Fox taught at a missionary school in San Rafael, New Mexico as a young woman. In 1918, she was appointed by the Woman's Board of Missions to work as a missionary teacher in the Philippines.

Fox served in the Philippines for eight years, from 1918 to 1927, as founder and first principal of a women's Bible school and dormitory in Cagayan province. "I am so glad I am here," she wrote in 1919. "It is such a beautiful place and the people are so charming and give such great promise." In 1922, she wrote, "The days grow more and more busy, and the more busy they are, the happier I am." Her sisters Florence Lesley Fox, a nurse, and Grace Evelyn Fox, an educator, followed her into mission work in the Philippines, in 1920 and 1923 respectively.

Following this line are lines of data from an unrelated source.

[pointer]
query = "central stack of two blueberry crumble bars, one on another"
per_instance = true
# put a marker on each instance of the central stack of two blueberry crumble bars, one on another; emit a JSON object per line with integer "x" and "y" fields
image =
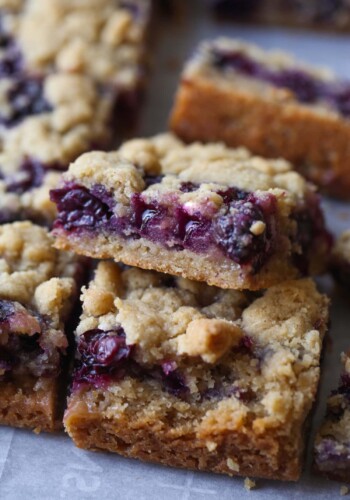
{"x": 195, "y": 368}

She lectured on her work in the United States during a furlough in 1924 and 1925.

== Personal life ==
Anna Isabel Fox married a widowed medical missionary at Cagayan, Floyd Olin Smith, in 1925. The couple had children, including Annabell (born 1928) and Florence (born 1930). The Smiths retired to Felton, California in 1947. Anna F. Smith was widowed when Floyd Smith died in 1961. She died in 1974, aged 84 years; her grave is in Felton Cemetery, next to her husband's. Today the Fox sisters are remembered as noted figures in the history of the United Church of Christ of the Philippines in Cagayan de Oro.